Vandervoort adds, "We always take our clothes off first because we don't want to ruin our clothes or rip them. We put them aside for when we come back to change. It's more of an internal pain. Your bones are breaking and snapping and changing form. You get down to all fours and then really it's the full FX wolf."
Laying The Foundation
At the heart of "Bitten" is a woman being pulled between two different worlds, seeking her own identity and the theme of what defines family. At the same time, fans will be thrilled to delve into a werewolf mythology unique to the Otherworld universe.
"The whole show is about a hero pack," states Sugar. "The notion of the pack, which is the leading group of werewolves, has been around for centuries. There's a device in the novels called The Legacy, which contains all the history of the former pack alphas and the evolution of the rules of the pack.
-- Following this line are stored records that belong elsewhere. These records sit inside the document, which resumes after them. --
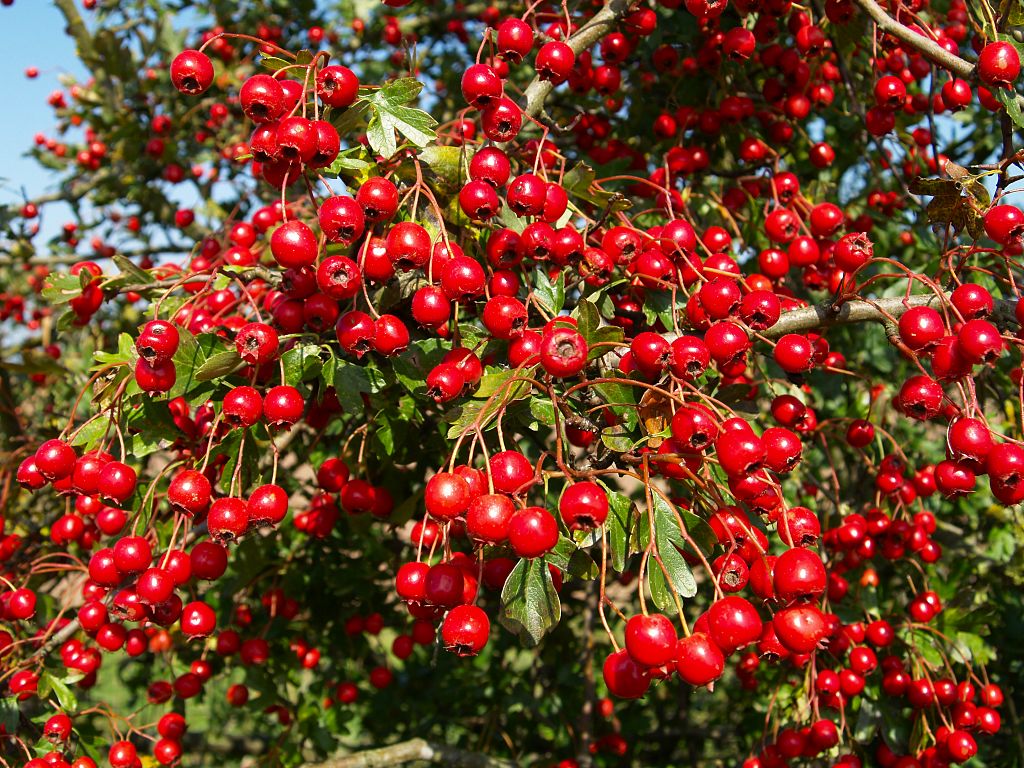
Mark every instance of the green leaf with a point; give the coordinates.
(550, 295)
(349, 163)
(301, 363)
(603, 335)
(273, 64)
(69, 702)
(352, 381)
(388, 114)
(409, 367)
(493, 382)
(221, 364)
(529, 603)
(153, 428)
(188, 358)
(400, 91)
(9, 714)
(623, 399)
(543, 411)
(351, 117)
(587, 317)
(617, 439)
(1011, 102)
(449, 163)
(481, 412)
(132, 271)
(669, 540)
(577, 183)
(620, 523)
(384, 432)
(60, 288)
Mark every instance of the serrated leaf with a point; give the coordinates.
(69, 702)
(221, 364)
(399, 91)
(61, 288)
(409, 367)
(529, 603)
(389, 114)
(273, 64)
(934, 186)
(482, 413)
(622, 398)
(669, 540)
(9, 714)
(543, 411)
(348, 164)
(587, 317)
(384, 432)
(301, 363)
(188, 358)
(352, 381)
(617, 439)
(578, 181)
(550, 295)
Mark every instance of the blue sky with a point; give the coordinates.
(31, 35)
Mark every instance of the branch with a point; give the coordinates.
(927, 47)
(600, 25)
(826, 313)
(414, 750)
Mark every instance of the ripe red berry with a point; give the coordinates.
(198, 620)
(998, 65)
(337, 86)
(625, 677)
(698, 660)
(465, 630)
(584, 506)
(192, 72)
(650, 639)
(532, 531)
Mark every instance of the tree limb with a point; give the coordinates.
(415, 750)
(927, 47)
(826, 313)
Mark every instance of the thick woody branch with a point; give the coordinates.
(826, 314)
(413, 751)
(600, 25)
(927, 47)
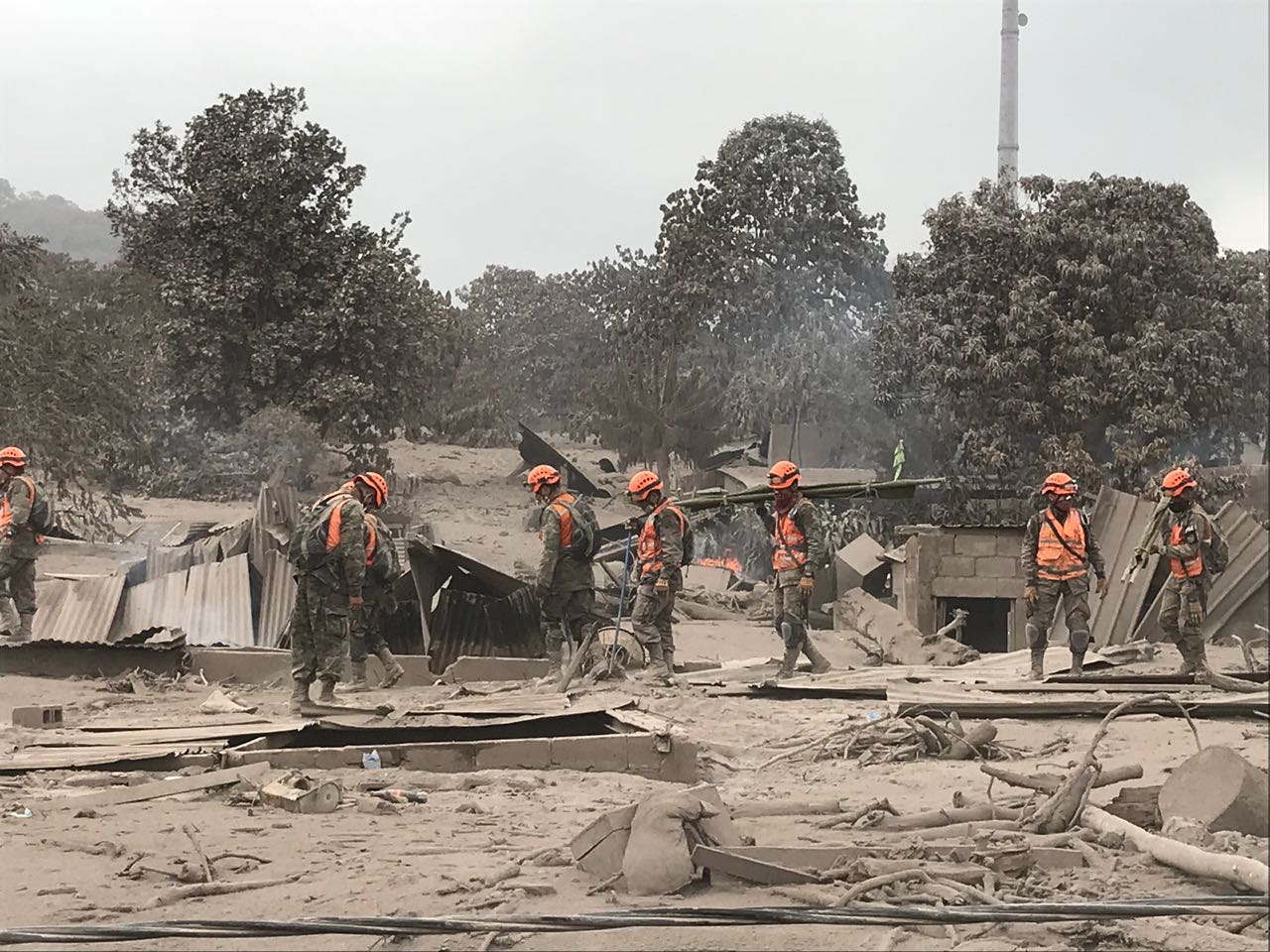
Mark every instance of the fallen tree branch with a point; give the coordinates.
(1242, 871)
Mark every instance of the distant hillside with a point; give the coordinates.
(64, 225)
That really helps inform everything we've done in the first season and will do in future seasons as well.
"Their house is called Stonehaven and they have a war room in the basement," adds Sugar. "We took the notion of The Legacy and expanded it into this library where there's scrolls and boxes of evidence and bottles of smells and various evidence they've collected over the years. There are manuscripts and documents that speak to the history of the pack and the ascensions and fall of various packs or alphas, and the whole switching of leadership throughout time."
Forget "Twilight" or those supernatural teen soap operas where romance drives the plot. "Bitten" features darker characters with a grittier tone. In fact, Vandervoort believes the series is more HBO than CW.
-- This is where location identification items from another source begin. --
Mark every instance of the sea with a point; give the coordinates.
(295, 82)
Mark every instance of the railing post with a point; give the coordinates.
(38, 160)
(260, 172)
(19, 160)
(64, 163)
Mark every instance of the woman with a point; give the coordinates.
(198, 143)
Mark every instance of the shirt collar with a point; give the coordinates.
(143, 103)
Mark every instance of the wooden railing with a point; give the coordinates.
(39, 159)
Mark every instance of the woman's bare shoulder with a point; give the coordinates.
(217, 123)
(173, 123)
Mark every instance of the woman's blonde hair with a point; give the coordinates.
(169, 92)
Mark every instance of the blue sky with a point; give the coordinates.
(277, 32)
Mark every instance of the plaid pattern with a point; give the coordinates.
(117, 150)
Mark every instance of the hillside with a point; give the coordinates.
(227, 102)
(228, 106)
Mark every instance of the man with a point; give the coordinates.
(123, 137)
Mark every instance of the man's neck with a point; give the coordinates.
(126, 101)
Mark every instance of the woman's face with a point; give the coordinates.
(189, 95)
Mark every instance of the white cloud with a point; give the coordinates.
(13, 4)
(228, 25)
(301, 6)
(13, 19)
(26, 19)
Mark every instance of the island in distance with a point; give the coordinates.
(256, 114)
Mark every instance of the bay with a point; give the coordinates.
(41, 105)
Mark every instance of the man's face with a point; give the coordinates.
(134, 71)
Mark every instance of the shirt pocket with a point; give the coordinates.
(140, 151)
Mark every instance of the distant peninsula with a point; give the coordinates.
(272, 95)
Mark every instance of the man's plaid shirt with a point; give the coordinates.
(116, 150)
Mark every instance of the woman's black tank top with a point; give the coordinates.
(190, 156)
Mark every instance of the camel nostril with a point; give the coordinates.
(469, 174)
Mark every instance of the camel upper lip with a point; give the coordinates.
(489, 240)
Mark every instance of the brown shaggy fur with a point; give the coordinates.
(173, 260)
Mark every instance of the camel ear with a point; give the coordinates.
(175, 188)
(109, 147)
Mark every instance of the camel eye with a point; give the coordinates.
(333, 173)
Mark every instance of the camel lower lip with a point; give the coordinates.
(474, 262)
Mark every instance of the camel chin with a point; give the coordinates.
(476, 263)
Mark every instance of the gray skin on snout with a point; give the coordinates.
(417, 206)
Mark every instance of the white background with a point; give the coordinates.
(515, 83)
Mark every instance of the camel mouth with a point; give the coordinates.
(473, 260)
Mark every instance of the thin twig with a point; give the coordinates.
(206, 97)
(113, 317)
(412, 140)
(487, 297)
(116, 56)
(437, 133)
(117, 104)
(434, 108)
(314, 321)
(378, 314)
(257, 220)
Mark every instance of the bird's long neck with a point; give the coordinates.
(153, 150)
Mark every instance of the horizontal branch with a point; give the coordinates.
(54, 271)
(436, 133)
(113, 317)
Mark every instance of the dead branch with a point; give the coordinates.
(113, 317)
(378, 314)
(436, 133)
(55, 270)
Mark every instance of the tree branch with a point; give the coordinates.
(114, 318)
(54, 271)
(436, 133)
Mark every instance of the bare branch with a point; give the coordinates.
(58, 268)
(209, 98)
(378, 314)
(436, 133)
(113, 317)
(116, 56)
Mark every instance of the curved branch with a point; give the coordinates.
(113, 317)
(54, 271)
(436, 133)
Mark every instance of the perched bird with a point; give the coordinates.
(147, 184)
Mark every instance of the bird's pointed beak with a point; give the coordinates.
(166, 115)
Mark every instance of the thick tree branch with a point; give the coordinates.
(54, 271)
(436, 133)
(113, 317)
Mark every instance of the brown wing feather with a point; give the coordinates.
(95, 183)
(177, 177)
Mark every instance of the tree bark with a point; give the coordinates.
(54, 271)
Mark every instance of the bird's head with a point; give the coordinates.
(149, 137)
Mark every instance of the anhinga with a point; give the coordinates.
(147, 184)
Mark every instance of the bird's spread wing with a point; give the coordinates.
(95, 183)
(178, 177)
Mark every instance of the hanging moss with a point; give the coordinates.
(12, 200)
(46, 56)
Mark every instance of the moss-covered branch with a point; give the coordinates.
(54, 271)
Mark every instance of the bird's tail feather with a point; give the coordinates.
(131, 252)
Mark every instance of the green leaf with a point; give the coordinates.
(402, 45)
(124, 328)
"The fact that we're werewolves, there's the erotic side to it," she says. "The animalistic sexual side. They're drawn to one another, especially Clay and Elena. They`ve got that bond that's irresistible. She tries so hard to resist. The show is very sexy. I, as Elena, have two different lives. With my boyfriend Philip (Paul Greene), it's a certain love and attraction. It's more about their relationship and their respect for one another. He just lets her do her thing and doesn't ask questions. But she's just physically drawn to Clay. It's a little more aggressive with the clothes off. There are two different love scene styles when we shoot them."
"I kill a guy," chimes in Holt. "Or that girl getting fed on when her guts are out and a wolf is feeding on her stomach. We're definitely not holding back on the blood."
"Or the nudity," offers Vandervoort.
"Yeah, the nudity," agrees Holt with a chuckle. "My ass makes a cameo."
"It's definitely an adult show in that it's more 'True Blood' than 'Vampire Diaries,'" concludes Sugar. "It's an older take on genre, although it's never gratuitous. It's always in service of the stories we're telling. Space is pushing the envelope in terms of where they're going. We're telling the stories we want to tell and using the visuals to help do that. The show and books are erotically charged and we're staying true to that. It's going to be a sexy, fun, suspenseful thrill ride."